1 entry daha
  • binlerce yıldan beri onlarca medeniyet yaşamış bu yamuk dörtgenin içinde. eteklerindeki zenginlikleri döküp gitmişler, giderlerken. bilmeden kullandığımız deyimlerde, bakmadan ezdiğimiz kilimlerin desenlerin, renklerinde, yazmaların oyalarında, halk hikayelerinde, nedenini bilmeden inandığımız batıl inançlarımızda izleri var o kültürlerin. o izler de siliniyor artık. üstlerinden loğ taşı geçmiş gibi düzlenip yok oldular.

    televizyondaki müzik kanallarına şöyle bir takılın, bakın en çok kimler dinleniyor. sesinin dört oktav olduğu söylenen adam türkü söylemiyor; "bebeğimmmm, seni senden çok sevdimm bebegimmmm" diyerek gırtlak nameleri yapıyor. millet, "bas bas paraları leyla'ya, bi daha mı gelcez dünyaya?" ile kendinden geçiyor; "sende kaldı bende kaldı" diyen yarı çıplak hatunun detone sesinden, gözleri bacak arasına odaklanmış olarak, bilmem neresinin kimde kaldığını anlamaya çalışıyor.

    halkımın korkutucu bir çoğunluğu "bana bulaşmayan yılan bin yaşasın" sözünü düstur edinmiş. televizyonda en çok izlenen programların başında show haber geliyor. iştahla küçük kızlara tecavüz eden öğretmenlerin, hastasına sarkan doktorların, çocuğunu zincire bağlamış, annesini pislik içinde yatıran ailelerin, vahşice öldürülen hayvanların kanlı görüntülerini seyrediyor.
    iş yerinde her gün kapıda, asansörde karşılaştığım insanlar bir "günaydın"ı esirgiyorlar. ben dediğimde ise, yüzüme dikilen bakışlardan kendimi ayıp bir şey söylemiş gibi hissediyorum. sifonu asla çekmek gibi bir alışkanlığımız olmadığı ve kendimizden sonra gelen, önümüzden giden insanlara karşı hiç saygımız olmadığı için, hacetimizin kalınlığı konusunda da bayağı bir fikir sahibi oldum.

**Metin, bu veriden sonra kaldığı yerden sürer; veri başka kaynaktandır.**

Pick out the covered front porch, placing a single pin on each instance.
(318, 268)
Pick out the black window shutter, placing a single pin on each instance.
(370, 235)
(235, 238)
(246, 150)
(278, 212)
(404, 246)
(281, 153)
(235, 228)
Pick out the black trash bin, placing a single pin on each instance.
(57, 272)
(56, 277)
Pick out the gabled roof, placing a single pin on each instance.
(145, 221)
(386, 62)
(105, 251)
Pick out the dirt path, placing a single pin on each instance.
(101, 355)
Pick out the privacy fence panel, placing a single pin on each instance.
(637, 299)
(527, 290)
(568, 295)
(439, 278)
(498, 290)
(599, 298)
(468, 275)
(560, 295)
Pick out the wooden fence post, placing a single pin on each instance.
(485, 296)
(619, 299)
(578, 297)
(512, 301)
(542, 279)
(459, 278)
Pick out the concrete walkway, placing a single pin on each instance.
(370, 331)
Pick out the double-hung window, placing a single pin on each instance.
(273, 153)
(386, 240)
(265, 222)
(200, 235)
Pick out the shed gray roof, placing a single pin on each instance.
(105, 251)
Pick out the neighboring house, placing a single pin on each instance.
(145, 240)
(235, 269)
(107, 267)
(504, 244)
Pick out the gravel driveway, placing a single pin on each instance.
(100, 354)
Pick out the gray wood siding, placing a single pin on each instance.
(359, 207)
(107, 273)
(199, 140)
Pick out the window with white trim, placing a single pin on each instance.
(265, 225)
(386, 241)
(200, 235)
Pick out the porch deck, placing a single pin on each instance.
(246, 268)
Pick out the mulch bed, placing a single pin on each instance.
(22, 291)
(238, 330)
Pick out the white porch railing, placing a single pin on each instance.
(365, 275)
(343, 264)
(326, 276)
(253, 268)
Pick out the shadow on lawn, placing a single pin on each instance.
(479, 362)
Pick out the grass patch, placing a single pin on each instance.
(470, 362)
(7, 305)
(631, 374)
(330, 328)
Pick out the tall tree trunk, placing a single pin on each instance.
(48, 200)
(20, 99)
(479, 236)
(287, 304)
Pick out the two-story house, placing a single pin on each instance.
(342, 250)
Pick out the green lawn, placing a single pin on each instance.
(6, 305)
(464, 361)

    yolda yürürken nereye bakacağımı bilemiyorum. aşağı baksam "harrkkk tuu!" diyerek sallanan balgam parçaları. karşıya baksam apış arasını avuçlayarak gelen adamlar.
    etobur bir milletiz. ister iki ayaklı ister dört ayaklı olsun iştah aynı iştah değişmiyor.
    adil miyiz, dürüst müyüz, vicdan sahibi miyiz, erdemli miyiz? ikinci dünya savaşı'nı ve özellikle de musevilere karşı yapılan soykırımı anlatan filmlerde, yıllardır yan yana evlerde yaşadıkları komşularını almanlara ihbar eden, sonra da komşularının mallarını yağmalayan insanları izlerken, geçmişi tertemiz bir ırkın ahvadı olmanın vurdum duymaz tavrını takınıyoruz.

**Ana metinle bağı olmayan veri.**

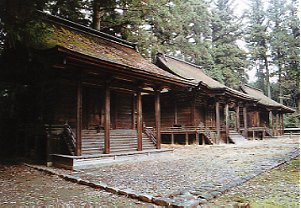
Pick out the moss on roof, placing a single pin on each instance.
(264, 100)
(92, 43)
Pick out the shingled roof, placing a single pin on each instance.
(264, 100)
(195, 74)
(89, 42)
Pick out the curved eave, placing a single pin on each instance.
(124, 68)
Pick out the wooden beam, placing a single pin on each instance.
(245, 121)
(158, 118)
(237, 118)
(79, 108)
(218, 122)
(277, 124)
(175, 113)
(133, 112)
(139, 121)
(227, 120)
(107, 120)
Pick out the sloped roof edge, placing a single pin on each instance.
(263, 99)
(85, 29)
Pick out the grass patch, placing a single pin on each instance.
(274, 189)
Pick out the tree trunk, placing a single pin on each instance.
(267, 76)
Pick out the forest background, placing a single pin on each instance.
(265, 38)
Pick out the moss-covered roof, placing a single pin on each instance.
(195, 74)
(264, 100)
(92, 43)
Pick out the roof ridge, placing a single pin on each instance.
(252, 87)
(83, 28)
(186, 62)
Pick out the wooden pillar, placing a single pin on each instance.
(237, 119)
(282, 123)
(227, 120)
(197, 138)
(139, 121)
(186, 138)
(158, 118)
(245, 122)
(79, 108)
(277, 124)
(175, 113)
(133, 112)
(107, 121)
(272, 123)
(218, 122)
(193, 123)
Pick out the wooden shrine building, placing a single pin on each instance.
(267, 116)
(211, 111)
(86, 92)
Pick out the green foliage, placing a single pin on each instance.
(229, 59)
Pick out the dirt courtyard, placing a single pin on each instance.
(223, 173)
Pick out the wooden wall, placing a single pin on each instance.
(121, 110)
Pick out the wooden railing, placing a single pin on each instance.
(149, 131)
(69, 138)
(208, 133)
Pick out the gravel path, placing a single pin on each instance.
(190, 176)
(201, 169)
(21, 186)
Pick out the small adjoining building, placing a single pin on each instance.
(88, 95)
(85, 92)
(266, 117)
(212, 112)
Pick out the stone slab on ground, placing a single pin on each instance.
(209, 170)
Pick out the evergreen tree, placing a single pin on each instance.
(229, 58)
(69, 9)
(257, 39)
(284, 43)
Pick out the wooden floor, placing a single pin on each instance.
(88, 161)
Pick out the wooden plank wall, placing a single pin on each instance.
(167, 112)
(92, 107)
(121, 113)
(148, 110)
(65, 109)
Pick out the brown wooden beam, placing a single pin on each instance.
(237, 119)
(139, 121)
(227, 120)
(107, 120)
(133, 112)
(175, 113)
(79, 119)
(245, 121)
(218, 121)
(282, 123)
(158, 118)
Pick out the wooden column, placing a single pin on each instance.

    oysa ki, geçtim gayri müslüm komşularını ihbar edenleri, mal satmayanları (ben bunlara tanık olmadım) mahallede hangi komşusuna hangi gazeteyi dağıttığını, belli bir görüşün adamı olan bayiye jurnalleyip, çocukken birlikte üç tekerlekli bisiklet arkasından koşturduğu, aynı sırayı paylaştığı arkadaşlarının, ilkokul öğretmeninin dövülmesine hatta bir kısmından bir daha haber alınamamasına neden olan insanları biliyorum.

    nerdeyse 30 yıldır aynı mahallede komşuluk yapan insanların, çocukları çocuklarıyla oynayan komşularını sırf alevî oldukları için, evde yasak yayın saklıyorlar diye ihbar edenleri biliyorum.
    sana'nın, tüp gazın, şekerin bizleri kuyruğa dizdiği yıllarda, kendi kırk yıllık bakkalımız değil miydi stok yapıp, iki kat fiyatla bize satan. ikinci dünya savaşı yıllarında stokculuktan köşeyi dönen şark kurnazları kimlerdi?

    insanların hangi müziği dinlemeleri, hangi resmin karşısında kendinden geçmeleri, hangi kitapları okumaları, neleri seçerlerse beyazlaşıp, nelere gönül kaydırırlarsa kararacakları, bir çoğumuzun farkında, bir kısmımızında farkında olmadığı eğitim propagandası ile zihinlerimize mıhlanmış olabilir. bunların dışında, erdem sahibi, sevecen ve iyi niyetli bir insan olarak yetişmemizde, nasıl bir maya çalınmış ki hamurumuza ekşiyip bozulmuşuz.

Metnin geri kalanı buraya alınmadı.